Capecitabine in Treating Patients Who Have Undergone Previous Surgery, Radiation Therapy, and/or Chemotherapy for Head and Neck Cancer

This study has been completed.
Sponsor:
Collaborator:
Information provided by:
Barbara Ann Karmanos Cancer Institute
ClinicalTrials.gov Identifier:
NCT00258310
First received: November 22, 2005
Last updated: March 13, 2012
Last verified: June 2011
  Purpose

RATIONALE: Drugs used in chemotherapy, such as capecitabine, work in different ways to stop the growth of tumor cells, either by killing the cells or by stopping them from dividing. Giving capecitabine after surgery, radiation therapy, and/or chemotherapy may kill any remaining tumor cells.

PURPOSE: This phase II trial is studying how well capecitabine works in treating patients who have undergone previous surgery, radiation therapy, and/or chemotherapy for head and neck cancer.

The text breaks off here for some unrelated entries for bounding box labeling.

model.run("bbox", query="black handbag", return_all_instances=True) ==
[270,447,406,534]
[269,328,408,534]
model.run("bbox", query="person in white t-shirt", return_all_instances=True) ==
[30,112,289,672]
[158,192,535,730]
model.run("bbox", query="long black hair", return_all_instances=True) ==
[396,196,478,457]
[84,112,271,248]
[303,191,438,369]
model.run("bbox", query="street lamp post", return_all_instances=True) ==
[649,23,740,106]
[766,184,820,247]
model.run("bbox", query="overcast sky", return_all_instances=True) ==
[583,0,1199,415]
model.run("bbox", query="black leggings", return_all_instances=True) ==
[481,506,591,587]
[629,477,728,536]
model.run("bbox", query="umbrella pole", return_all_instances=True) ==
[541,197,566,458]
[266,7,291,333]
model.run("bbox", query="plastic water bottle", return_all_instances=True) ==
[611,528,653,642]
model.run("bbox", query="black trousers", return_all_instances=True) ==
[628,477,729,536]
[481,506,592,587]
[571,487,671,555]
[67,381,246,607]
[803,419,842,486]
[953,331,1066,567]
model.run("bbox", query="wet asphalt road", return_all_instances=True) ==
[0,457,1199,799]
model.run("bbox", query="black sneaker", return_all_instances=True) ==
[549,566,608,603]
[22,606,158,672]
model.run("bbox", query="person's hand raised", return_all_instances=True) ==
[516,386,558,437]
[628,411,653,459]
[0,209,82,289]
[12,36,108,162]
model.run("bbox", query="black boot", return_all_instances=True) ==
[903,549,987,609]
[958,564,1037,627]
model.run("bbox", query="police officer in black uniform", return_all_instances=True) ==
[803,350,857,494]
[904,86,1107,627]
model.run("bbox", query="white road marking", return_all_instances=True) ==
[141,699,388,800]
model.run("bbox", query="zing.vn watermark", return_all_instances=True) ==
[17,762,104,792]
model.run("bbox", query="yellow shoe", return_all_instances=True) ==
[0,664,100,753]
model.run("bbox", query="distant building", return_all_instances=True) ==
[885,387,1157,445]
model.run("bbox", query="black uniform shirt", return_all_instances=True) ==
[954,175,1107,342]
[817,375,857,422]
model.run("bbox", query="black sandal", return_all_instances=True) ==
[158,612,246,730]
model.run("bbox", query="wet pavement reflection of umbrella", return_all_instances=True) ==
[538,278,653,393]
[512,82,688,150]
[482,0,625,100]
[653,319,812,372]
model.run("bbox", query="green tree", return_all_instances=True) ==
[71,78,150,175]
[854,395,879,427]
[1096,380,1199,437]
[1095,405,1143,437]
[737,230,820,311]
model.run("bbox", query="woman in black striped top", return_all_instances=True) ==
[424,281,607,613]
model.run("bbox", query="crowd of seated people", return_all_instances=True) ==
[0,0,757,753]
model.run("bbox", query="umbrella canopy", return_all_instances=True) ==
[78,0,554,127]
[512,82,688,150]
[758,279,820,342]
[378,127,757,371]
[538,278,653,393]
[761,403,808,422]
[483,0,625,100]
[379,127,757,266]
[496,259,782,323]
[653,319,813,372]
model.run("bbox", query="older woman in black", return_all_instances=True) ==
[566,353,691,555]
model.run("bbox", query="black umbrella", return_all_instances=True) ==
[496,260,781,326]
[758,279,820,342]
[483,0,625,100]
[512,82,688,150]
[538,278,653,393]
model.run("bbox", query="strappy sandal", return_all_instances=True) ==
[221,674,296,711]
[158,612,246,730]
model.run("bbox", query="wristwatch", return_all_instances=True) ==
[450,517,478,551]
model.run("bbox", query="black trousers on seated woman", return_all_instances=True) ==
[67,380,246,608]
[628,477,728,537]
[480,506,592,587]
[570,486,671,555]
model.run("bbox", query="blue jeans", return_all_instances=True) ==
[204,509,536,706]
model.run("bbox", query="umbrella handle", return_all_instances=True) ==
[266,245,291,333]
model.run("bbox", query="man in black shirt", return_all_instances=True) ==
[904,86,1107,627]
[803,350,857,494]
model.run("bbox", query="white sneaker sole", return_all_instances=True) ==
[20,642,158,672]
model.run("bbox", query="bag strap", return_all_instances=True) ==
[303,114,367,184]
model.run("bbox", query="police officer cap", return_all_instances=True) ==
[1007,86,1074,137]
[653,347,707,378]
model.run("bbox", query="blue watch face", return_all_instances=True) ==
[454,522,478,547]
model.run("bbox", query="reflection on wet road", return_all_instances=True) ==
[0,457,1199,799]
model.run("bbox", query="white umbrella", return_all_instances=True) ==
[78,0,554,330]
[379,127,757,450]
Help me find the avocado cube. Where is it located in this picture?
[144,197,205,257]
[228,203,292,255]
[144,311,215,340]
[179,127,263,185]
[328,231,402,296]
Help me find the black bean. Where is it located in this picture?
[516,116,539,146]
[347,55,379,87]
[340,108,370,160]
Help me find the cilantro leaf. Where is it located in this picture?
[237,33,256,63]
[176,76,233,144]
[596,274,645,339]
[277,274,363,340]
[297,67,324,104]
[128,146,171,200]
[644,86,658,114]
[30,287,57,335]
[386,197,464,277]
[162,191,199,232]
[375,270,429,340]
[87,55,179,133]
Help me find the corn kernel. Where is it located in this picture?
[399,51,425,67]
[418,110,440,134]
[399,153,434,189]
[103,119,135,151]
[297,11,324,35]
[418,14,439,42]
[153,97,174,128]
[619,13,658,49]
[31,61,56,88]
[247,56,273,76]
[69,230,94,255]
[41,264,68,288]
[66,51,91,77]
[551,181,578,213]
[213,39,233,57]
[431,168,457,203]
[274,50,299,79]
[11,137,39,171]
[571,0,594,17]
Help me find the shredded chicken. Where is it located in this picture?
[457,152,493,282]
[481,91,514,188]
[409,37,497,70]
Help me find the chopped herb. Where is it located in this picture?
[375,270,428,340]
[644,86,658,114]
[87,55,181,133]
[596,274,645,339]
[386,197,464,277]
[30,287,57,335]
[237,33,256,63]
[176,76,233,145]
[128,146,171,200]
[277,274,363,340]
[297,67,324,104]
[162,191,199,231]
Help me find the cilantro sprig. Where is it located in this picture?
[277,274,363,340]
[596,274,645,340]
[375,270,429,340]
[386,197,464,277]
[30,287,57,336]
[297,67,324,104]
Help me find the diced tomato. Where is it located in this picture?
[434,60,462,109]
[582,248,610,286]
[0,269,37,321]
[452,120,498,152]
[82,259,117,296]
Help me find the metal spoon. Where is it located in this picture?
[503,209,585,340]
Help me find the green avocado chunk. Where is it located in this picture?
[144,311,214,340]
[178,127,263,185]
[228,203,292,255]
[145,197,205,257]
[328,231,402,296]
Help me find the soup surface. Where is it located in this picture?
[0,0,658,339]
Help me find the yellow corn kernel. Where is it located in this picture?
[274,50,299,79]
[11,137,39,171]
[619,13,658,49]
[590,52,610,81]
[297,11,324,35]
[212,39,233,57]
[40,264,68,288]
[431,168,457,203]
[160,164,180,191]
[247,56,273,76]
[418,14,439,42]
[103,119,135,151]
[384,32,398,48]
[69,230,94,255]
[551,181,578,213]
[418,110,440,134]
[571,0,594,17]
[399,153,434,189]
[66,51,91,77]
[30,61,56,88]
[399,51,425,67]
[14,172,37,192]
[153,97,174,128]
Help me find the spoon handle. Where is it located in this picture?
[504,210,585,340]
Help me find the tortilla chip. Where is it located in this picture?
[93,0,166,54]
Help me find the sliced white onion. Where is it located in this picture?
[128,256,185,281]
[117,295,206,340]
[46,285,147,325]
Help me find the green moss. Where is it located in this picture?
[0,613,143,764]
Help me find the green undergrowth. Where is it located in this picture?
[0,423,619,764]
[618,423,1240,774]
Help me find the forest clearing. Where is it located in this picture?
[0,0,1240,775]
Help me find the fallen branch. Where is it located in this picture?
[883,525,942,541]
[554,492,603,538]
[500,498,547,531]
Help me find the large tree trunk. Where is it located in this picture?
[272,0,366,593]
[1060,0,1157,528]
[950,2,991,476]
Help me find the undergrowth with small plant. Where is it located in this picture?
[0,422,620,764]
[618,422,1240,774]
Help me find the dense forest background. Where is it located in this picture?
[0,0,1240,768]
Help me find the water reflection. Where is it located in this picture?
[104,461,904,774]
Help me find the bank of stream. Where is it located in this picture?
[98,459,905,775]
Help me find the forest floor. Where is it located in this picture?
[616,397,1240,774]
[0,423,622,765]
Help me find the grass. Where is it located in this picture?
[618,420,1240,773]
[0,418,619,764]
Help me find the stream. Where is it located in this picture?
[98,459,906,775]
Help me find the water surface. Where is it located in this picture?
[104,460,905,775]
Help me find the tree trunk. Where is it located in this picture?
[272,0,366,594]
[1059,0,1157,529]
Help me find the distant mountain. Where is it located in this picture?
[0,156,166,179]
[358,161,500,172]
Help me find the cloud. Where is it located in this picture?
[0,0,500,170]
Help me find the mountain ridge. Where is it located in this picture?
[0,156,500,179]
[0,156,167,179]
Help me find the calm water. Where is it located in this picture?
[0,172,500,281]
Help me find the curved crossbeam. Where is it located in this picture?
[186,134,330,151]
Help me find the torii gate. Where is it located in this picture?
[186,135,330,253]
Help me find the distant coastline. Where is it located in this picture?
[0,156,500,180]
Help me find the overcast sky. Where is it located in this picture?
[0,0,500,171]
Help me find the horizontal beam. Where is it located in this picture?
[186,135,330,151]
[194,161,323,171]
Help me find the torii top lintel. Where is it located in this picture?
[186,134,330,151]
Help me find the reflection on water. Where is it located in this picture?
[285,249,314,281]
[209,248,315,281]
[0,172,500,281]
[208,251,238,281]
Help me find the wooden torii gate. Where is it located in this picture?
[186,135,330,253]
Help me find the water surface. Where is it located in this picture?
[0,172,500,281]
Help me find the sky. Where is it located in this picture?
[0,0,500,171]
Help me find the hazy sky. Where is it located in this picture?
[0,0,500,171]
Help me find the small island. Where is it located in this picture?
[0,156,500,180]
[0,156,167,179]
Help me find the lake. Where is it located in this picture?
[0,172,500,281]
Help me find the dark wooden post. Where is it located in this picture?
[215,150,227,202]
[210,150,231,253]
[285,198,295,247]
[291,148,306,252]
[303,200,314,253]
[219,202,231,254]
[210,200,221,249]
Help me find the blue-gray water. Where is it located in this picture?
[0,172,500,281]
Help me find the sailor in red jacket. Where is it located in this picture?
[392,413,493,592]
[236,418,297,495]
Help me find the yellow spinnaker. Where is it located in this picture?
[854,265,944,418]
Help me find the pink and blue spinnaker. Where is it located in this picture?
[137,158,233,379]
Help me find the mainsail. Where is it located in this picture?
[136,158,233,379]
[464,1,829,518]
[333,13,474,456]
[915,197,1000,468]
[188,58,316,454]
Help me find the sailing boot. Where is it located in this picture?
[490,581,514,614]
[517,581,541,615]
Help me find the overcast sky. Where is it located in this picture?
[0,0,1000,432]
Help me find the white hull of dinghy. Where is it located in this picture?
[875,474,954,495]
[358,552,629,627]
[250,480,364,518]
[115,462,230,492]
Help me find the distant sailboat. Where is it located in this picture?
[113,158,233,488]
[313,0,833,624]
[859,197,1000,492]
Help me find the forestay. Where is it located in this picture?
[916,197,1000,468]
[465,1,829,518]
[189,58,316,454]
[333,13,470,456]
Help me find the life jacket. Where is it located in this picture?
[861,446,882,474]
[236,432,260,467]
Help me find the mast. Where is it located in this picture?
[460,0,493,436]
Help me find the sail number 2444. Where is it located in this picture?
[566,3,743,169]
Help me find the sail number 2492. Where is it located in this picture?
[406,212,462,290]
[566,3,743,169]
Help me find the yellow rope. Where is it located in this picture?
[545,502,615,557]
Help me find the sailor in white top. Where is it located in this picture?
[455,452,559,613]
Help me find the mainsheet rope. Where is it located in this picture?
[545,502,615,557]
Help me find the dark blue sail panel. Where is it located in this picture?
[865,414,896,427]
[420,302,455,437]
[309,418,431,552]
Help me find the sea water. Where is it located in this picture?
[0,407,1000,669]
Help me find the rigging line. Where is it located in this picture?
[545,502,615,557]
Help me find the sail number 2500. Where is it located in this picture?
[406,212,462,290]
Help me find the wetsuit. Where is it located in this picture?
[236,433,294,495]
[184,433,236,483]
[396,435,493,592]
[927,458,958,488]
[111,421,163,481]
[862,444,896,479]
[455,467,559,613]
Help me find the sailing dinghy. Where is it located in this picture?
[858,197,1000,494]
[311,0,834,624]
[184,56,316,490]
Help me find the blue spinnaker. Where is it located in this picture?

Condition Intervention Phase
Head and Neck Cancer
Drug: capecitabine
Procedure: adjuvant therapy
Phase 2

Study Type: Interventional
Study Design: Endpoint Classification: Safety/Efficacy Study
Intervention Model: Single Group Assignment
Masking: Open Label
Primary Purpose: Treatment
Official Title: A Phase II Study Examining the Feasibility of Long Term and Low Dose Oral Capecitabine (Xeloda®) in Newly Diagnosed Head and Neck Squamous Cell Carcinoma After Surgery, Radiation and/or Chemotherapy

Resource links provided by NLM:


Further study details as provided by Barbara Ann Karmanos Cancer Institute:

Primary Outcome Measures:
  • Feasibility of treatment as assessed within 365 days [ Designated as safety issue: No ]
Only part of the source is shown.